Supported latch flavours:

  • Count Down Latch — uni-directional permit movements (decrement only). Ideal for fan-out / fan-in patterns.
  • Count Up Down Latch — bi-directional permit movements (increment and decrement). Useful when total work is not known upfront.

Add Maven Dependency

<dependency>
  <groupId>com.phonepe</groupId>
  <artifactId>distributed-latch</artifactId>
  <version>${distributed-latch.version}</version>
</dependency>

Replace ${distributed-latch.version} with the latest version from Maven Central or GitHub Releases.

Usage

Creating a Distributed CountDown Latch

With Aerospike as storage backend
IDistributedCountDownLatch latch = DistributedLatchFactory.createCountDownLatch(
        "CLIENT_ID",
        LatchLevel.DC,
        "FA1",
        "LATCH_ID",
        AerospikeLatchStorageContext.builder()
                .aerospikeClient(aerospikeClient)
                .namespace("NAMESPACE")
                .setSuffix("distributed_latch")
                .storageType(StorageType.AEROSPIKE)
                .ttl(3600)
                .build(),
        5  // initial count
);
With HBase as storage backend
IDistributedCountDownLatch latch = DistributedLatchFactory.createCountDownLatch(
        "CLIENT_ID",
        LatchLevel.DC,
        "FA1",
        "LATCH_ID",
        HBaseLatchStorageContext.builder()
                .connection(connection) // HBase connection reference
                .tableSuffix("distributed_latch")
                .storageType(StorageType.HBASE)
                .ttl(3600)
                .build(),
        5  // initial count
);

PS: For optimum performance, DO NOT pre-create the HBase table. The library will create it for you with the correct schema and pre-split configuration.

Latch Operations

CountDown Latch

  1. countDown()

    • Decrements the latch count by 1 in the distributed store. The operation is atomic.
  2. getCount()

    • Returns the current count from the distributed store.
  3. await()

    • Blocks the calling thread until the latch count reaches zero.
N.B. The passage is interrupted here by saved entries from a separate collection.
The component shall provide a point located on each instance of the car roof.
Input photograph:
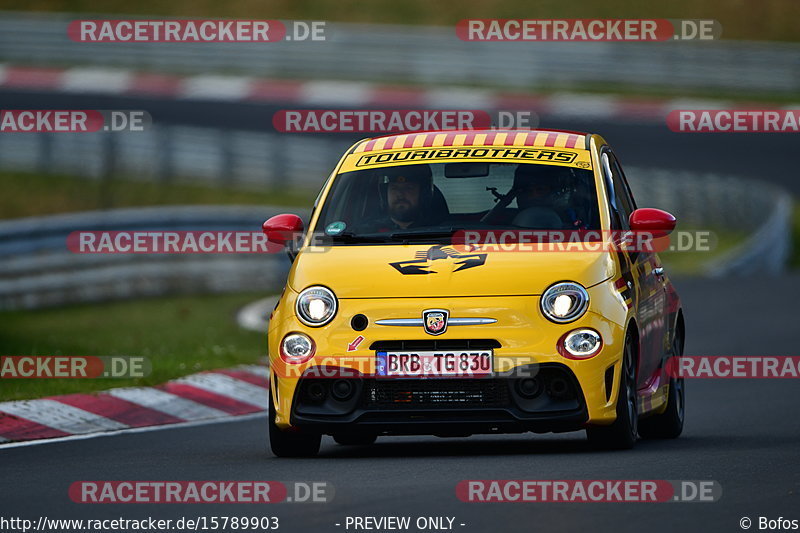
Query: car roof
(478, 137)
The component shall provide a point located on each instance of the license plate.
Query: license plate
(435, 363)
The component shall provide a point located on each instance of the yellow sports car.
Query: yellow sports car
(460, 282)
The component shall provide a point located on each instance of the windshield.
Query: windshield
(381, 204)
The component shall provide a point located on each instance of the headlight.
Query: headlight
(297, 348)
(316, 306)
(564, 302)
(581, 344)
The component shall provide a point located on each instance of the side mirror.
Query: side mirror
(656, 222)
(282, 229)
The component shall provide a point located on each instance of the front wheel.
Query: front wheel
(291, 444)
(621, 435)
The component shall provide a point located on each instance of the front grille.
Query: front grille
(436, 393)
(434, 344)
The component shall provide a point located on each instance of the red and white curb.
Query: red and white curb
(334, 93)
(205, 396)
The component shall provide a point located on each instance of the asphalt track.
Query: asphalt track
(742, 433)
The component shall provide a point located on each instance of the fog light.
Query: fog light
(529, 388)
(297, 348)
(342, 389)
(580, 344)
(316, 391)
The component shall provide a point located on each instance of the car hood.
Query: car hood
(389, 271)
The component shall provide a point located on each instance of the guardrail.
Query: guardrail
(37, 270)
(424, 55)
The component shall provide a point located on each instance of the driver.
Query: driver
(405, 195)
(540, 197)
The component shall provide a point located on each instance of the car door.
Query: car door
(643, 269)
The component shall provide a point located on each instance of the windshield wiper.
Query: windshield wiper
(425, 235)
(349, 237)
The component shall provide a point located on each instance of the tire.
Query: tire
(346, 439)
(621, 435)
(291, 444)
(669, 424)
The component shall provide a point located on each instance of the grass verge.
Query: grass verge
(180, 335)
(763, 20)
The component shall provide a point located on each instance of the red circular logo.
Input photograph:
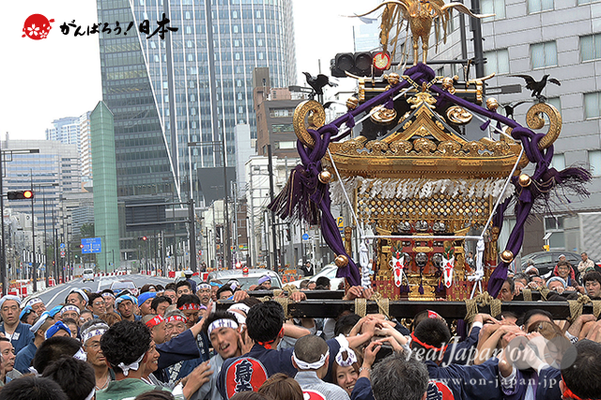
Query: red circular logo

A background watcher polls the store every 5 seconds.
  4. await(timeout, unit)

    • Blocks until the count reaches zero or the timeout expires. Returns true if count reached zero, false otherwise.

CountUpDown Latch

Extends CountDown Latch with an additional operation:

  1. countUp()
    • Increments the latch count by 1 in the distributed store.

Example Usage

Coordinator (creates the latch and waits)

IDistributedCountDownLatch latch = DistributedLatchFactory.createCountDownLatch(
        "order-service", LatchLevel.DC, "dc1", "batch-job-123", storageContext, 3);

// Dispatch 3 tasks to workers, then wait
boolean completed = latch.await(60, TimeUnit.SECONDS);
if (!completed) {
    // handle timeout
}

Worker (signals completion)

IDistributedCountDownLatch latch = DistributedLatchFactory.getCountDownLatch(
        "order-service", LatchLevel.DC, "dc1", "batch-job-123", storageContext);

try {
    processTask();
} finally {
    latch.countDown();
}

CountUpDown Latch (dynamic task spawning)

IDistributedCountUpDownLatch latch = DistributedLatchFactory.getOrCreateCountUpDownLatch(
        "order-service", LatchLevel.DC, "dc1", "dynamic-job-456", storageContext);

// Dynamically add work
latch.countUp();
// ... do work ...
latch.countDown();

Latch Levels

  • DC — Latch scoped within a single data center. Count is stored per farmId.
  • XDC — Latch scoped across data centers. Count is aggregated across all farms.

Caution: Reading an XDC count aggregates across all farms. Due to storage replication lag, the count may be temporarily inconsistent across data centers. For strong consistency with XDC, use a multi-site Aerospike cluster or synchronous HBase replication.

Notes

A latch exists only within the scope of a client represented by CLIENT_ID. The internal key is D_LTCH#<clientId>#<latchId>, so different clients can use the same latch ID without conflict.